Questão
Universidade Federal de Juiz de Fora - UFJF
2015
Fase Única
Texto-IXMeu-pobre518e93af462
Discursiva
Texto I

X

Meu pobre leito! eu amo-te contudo!
Aqui levei sonhando noites belas;
As longas horas olvidei libando
Ardentes gotas de licor dourado,
Esqueci-as no fumo, na leitura
Das páginas lascivas do romance...

Meu leito juvenil, da minha vida
És a página d’oiro. Em teu asilo
Eu sonho-me poeta e sou ditoso...
E a mente errante devaneia em mundos
Que esmalta a fantasia! Oh! quantas vezes
Do levante no sol entre odaliscas
Momentos não passei que valem vidas!
Quanta música ouvi que me encantava!
Quantas virgens amei! que Margaridas,
Que Elviras saudosas e Clarissas,
Mais trêmulo que Faust, eu não beijava...
Mais feliz que Don Juan e Lovelace
Não apertei ao peito desmaiando!
Ó meus sonhos de amor e mocidade,
Porque ser tão formosos, se devíeis
Me abandonar tão cedo... e eu acordava
Arquejando a beijar meu travesseiro?

AZEVEDO, Álvares. Ideias íntimas. In: Obra completa. Rio de Janeiro: Nova Aguilar, p. 208.

Texto II

Domingo na estrada

(...)

A terra é um universal domingo, as estampas não se destacam, desaparecem na série. Figura humana é que custa a aparecer. Só o garotinho que brincava no barro, entre galinhas, e o braço de homem, no fundo escuro da casa desbeiçada, erguendo a garrafa.

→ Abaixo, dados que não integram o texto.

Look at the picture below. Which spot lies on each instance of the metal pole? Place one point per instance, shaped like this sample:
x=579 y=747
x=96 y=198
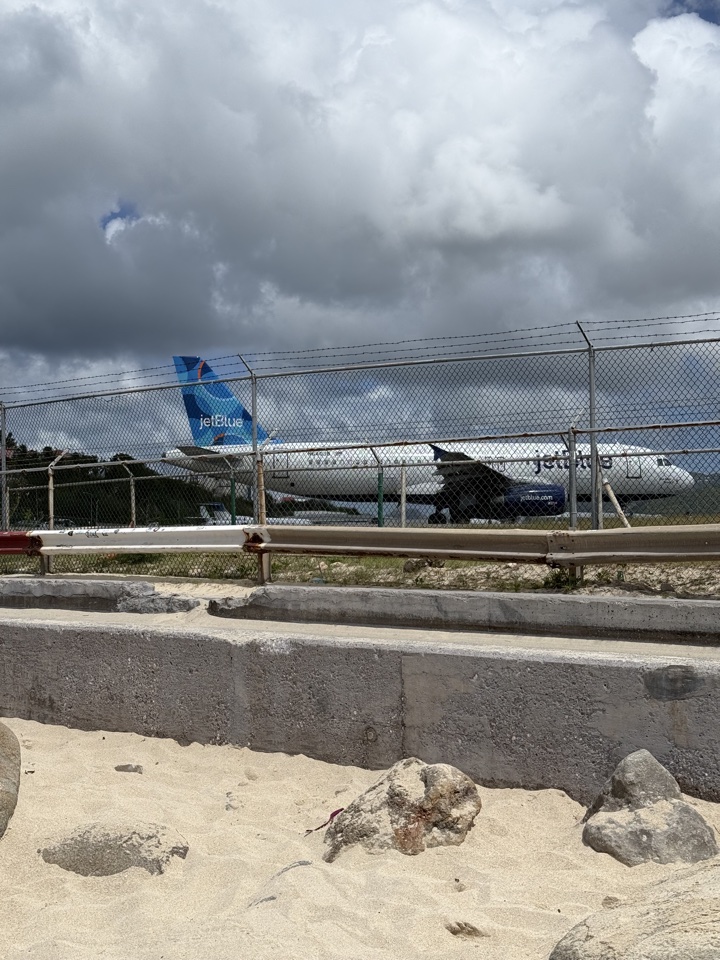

Gente começa afinal a surgir, desembocando da ruazinha de arraial, em caminhões alegres, com inscrições: “Fé em Deus e pé na tábua”, “Chiquinha casa comigo”, e um ar de festa que é também domingueiro, festa nas roupas claras, nos lenços coloridos das cabeças; no riso largo, nos gritos. Rapazes de calção, viajando de pé, aos berros. Vão disputar a grande partida em um dos dez lugares da redondeza onde o futebol resolveu o problema da felicidade repartindo-a com todos, do meritíssimo doutor juiz de direito aos presos da cadeia, que assistem atrás de grades ou por informação, e tomam conhecimento do gol do seu clube pelo ruído particular dos foguetes. As moças vão também, salve ó moças! Já não têm nenhum ar especificamente montanhês, o cabelo aparado em pontas irregulares, a calça comprida e justa internacionalizaram há muito o tipo feminino, as garotas não são mais da França, da Turquia ou do Ceará, são todas de capa de revista, e mesmo assim continuam sendo a bem-aventurança e o licor da terra, e passam chispando no caminhão Fenemê, e desacatam o policial do posto da divisa, e vão entoando o sagrado nome do clube e a vitória certa. Há também o bêbado da estrada. Não é patético como o dos poetas neo-românticos que exploram o gênero, é simplesmente bêbado, sem pretensões, também ele universal na pureza de sua irresponsabilidade. Está a mil sonhos do futebol, mas a parada do caminhão para tomar água lhe comunica a chama do esporte, e ei-lo que engrola a exortação enérgica:

— Vocês me tragam a vitó… a vitóooria! Eu fico esperando a vit…

Todos aplaudem freneticamente. Mas as pernas arriam, e ele fica ali, desmanchado, à sombra da goiabeira, dormindo na manhã de Minas Gerais…

ANDRADE, Carlos Drummond de. A bolsa e a vida. Rio de Janeiro: Instituto Nacional do Livro, 1963, p. 55-57.

Explique, levando em conta a comparação entre os Textos I e II de que maneira a passagem “Não é patético como o dos poetas neo-românticos que exploram o gênero...”, presente no Texto II, representa uma crítica dos modernistas ao Romantismo.